Das Interaktionsvokabular auf der UPA International in München

Sarah Diefenbach und das Team vom Fraunhofer IESE stellten am 26.05.2010 ihr Interaktionsvokabular auf der UPA International 2010 in München vor. Dieser Beitrag ist im Rahmen des FUN-NI-Projekts entstanden:

Diefenbach, S., Hassenzahl, M., Kloeckner, K., Nass, C. & Maier, A. (2010): Ein Interaktionsvokabular: Dimensionen zur Beschreibung der  Ästhetik von Interaktion. In H. Brau, S. Diefenbach, K. Göring, M. Peissner, and K. Petrovic (Eds.) Usability Professionals 2010 (pp. 27-32). Stuttgart: German Chapter der Usability Professionals’ Association e.V.
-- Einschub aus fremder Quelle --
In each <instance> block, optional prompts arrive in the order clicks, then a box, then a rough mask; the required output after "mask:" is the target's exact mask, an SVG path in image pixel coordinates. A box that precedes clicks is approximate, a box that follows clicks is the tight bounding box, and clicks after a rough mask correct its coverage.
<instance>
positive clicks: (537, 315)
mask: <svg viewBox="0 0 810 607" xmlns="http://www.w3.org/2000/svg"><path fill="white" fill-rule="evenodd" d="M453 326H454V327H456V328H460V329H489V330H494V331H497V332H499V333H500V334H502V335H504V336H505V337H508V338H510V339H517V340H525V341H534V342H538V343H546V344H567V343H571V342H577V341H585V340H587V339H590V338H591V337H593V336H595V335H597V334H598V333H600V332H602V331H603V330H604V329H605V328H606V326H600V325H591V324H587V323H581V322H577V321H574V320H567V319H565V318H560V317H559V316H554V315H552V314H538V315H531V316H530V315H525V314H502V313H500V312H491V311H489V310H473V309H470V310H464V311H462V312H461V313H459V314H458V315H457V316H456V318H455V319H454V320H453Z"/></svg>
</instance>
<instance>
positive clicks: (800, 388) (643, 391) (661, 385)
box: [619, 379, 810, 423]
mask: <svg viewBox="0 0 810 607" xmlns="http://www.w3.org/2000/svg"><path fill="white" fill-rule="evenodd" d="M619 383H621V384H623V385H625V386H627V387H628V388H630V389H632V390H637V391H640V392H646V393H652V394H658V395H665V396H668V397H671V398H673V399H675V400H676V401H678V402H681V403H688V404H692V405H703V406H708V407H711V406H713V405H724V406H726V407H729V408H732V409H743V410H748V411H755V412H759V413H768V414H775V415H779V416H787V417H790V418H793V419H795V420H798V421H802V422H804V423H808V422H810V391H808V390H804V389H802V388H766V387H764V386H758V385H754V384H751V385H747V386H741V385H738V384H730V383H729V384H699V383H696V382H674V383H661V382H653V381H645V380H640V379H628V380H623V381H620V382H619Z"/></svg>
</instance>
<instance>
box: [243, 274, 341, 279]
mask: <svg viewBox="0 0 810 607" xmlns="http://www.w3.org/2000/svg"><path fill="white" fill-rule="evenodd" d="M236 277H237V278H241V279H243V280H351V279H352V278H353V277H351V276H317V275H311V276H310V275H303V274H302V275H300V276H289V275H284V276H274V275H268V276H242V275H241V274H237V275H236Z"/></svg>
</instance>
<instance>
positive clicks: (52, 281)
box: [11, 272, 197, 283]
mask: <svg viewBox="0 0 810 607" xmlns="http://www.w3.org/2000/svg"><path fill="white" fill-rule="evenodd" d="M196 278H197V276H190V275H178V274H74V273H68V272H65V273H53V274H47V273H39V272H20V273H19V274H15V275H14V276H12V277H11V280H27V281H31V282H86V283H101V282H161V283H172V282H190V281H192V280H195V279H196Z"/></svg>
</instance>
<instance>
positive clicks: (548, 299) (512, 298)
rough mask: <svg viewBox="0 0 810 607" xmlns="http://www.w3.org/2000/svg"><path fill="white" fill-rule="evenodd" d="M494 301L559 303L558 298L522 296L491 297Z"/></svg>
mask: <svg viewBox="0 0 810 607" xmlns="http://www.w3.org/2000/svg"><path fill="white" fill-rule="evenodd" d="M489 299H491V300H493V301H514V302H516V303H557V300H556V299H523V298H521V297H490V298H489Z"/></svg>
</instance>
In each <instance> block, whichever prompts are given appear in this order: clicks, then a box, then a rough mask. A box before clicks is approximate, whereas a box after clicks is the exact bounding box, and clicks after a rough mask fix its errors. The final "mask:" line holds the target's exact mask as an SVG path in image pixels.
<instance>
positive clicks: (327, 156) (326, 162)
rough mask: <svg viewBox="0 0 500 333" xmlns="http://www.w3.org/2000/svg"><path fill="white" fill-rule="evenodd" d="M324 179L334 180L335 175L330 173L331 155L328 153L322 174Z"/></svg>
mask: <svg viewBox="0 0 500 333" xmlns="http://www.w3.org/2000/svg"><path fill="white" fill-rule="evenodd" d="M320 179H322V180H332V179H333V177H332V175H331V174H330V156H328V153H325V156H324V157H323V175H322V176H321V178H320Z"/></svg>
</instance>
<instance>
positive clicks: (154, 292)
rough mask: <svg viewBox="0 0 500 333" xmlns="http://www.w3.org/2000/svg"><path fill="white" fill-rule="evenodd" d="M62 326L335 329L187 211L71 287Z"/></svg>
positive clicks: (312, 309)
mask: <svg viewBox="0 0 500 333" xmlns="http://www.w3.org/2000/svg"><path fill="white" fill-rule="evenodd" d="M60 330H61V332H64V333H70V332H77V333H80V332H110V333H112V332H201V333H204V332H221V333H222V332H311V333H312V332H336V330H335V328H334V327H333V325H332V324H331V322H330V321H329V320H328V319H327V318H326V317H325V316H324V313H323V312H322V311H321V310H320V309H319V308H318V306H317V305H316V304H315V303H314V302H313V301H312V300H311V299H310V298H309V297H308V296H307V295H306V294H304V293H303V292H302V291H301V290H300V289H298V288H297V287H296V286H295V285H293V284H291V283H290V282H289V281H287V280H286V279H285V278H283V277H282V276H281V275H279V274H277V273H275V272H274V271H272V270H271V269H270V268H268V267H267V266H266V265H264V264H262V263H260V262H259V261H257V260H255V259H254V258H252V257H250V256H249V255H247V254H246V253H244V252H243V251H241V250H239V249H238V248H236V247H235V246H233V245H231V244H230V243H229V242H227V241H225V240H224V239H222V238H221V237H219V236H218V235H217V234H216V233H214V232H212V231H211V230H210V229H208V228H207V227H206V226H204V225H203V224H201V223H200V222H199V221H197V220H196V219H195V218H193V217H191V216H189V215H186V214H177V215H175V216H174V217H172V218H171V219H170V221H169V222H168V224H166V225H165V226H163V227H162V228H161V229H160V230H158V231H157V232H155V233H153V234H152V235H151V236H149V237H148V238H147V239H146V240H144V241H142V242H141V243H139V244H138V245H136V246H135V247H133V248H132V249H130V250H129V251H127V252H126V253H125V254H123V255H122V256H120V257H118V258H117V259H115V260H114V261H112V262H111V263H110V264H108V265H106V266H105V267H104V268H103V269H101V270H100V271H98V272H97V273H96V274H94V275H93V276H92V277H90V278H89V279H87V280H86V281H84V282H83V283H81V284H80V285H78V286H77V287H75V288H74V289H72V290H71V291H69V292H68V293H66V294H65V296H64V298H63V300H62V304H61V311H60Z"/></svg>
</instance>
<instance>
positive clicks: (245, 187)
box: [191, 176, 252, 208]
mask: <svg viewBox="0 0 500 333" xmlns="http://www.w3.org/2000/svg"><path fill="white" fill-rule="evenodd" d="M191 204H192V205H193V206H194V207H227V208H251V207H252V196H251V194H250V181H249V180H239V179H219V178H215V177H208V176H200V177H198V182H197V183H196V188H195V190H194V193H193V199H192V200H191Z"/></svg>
Mit neuen Technologien entstehen auch neue Interaktionskonzepte. Beispielsweise kann man eine Telefonnummer mittlerweile durch das Drehen einer Wählscheibe (wer erinnert sich noch?), dem Drücken der Tasten des Nummernblocks, aber auch mittels Touchdisplay, Sprach- oder Gestensteuerung eingeben. Doch welche dieser Varianten ist die beste? Und wo genau liegen ihre Unterschiede? Unterstützung bei der Beantwortung dieser Fragen bietet das vorgestellte Interaktionsvokabular, eine Reihe von Dimensionen zur Beschreibung und Unterscheidung von Interaktionsformen zum Einsatz in der Design- und Evaluationsphase. Im Beitrag werden die Entwicklung des Vokabulars, der Einsatz im Designprozess sowie Erkenntnisse aus zwei empirischen Studien zur Validierung geschildert. Die Studien zeigten, dass das Vokabular geeignet ist, Interaktionsformen zu beschreiben und zu unterscheiden.